Yes my father left when I was about 2 years old. I didn’t see him. There weren’t birthday cards, he was just gone. And so when that happens to a child, it is a strange thing because you don’t know what it is really like to have that parent. You dream up this person and imagine what it must be like, that’s how it was for me. And in those dreams he was always somewhere beautiful which is why I named the house that Willie and Charlotte live in ’The Beautiful Place’. I wanted to show a side of adoption that was not a happy story. When one thinks about approaching a parent who has gone, there is a terrible fear that they may not want to see you. That feeling is so powerful because it has lived in you your whole life. So the mother in this story was an example of that.
What do you hope viewers take away from Waiting for the Miracle to Come?
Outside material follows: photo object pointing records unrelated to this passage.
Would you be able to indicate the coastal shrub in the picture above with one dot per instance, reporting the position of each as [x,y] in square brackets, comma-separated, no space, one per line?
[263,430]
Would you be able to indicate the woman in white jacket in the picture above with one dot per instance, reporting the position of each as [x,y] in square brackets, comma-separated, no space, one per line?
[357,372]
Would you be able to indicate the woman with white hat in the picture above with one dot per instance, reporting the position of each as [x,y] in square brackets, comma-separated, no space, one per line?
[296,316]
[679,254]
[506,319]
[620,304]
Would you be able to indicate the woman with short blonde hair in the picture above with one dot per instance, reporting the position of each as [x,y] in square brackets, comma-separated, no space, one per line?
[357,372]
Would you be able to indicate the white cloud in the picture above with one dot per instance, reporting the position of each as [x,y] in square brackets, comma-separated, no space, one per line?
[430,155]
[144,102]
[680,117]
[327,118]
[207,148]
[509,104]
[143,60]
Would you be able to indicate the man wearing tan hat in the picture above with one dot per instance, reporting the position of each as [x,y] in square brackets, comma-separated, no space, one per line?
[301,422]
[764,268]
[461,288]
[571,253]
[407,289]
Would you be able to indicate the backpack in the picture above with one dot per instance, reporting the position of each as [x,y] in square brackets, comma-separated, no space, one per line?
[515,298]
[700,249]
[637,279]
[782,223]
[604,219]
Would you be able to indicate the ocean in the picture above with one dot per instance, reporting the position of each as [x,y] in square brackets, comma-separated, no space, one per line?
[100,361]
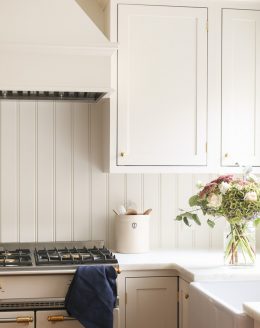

I want them to take away the feeling of how special family is. For the majority of adopted children they really only know their adoptive parents and they are very real to them and that is a good story. But there are stories which are not. I also want them to think about the connections they have to the people they have loved who have transitioned to a state where we can no longer see them. The pain of that (death) is so enormously painful. Whether it is human or animal I wanted to explore that connection. Most of the time when we lose someone, we are so struck by grief it is difficult to see that they are really shining a light into us and almost opening up a new path for us and one that they will very much be a part of.
About the film
WAITING FOR THE MIRACLE TO COME was written by Lian Lunson, especially for Willie Nelson. Her long time mentor, Filmmaker Wim Wenders, is an executive producer on the film.
The film features an original song performed by Willie Nelson and written by Bono, who is also an executive producer. WAITING FOR THE MIRACLE TO COME is available for purchase on DVD and digital platforms internationally through Spotlight Pictures.
“WAITING FOR THE MIRACLE TO COME is about connections—what they mean, what they feel like,” Lunson says. “It is styled in otherworldliness to bring the supernatural element closer.” Audiences will find themselves transported into this dreamlike world, discovering “gold” in hidden places throughout.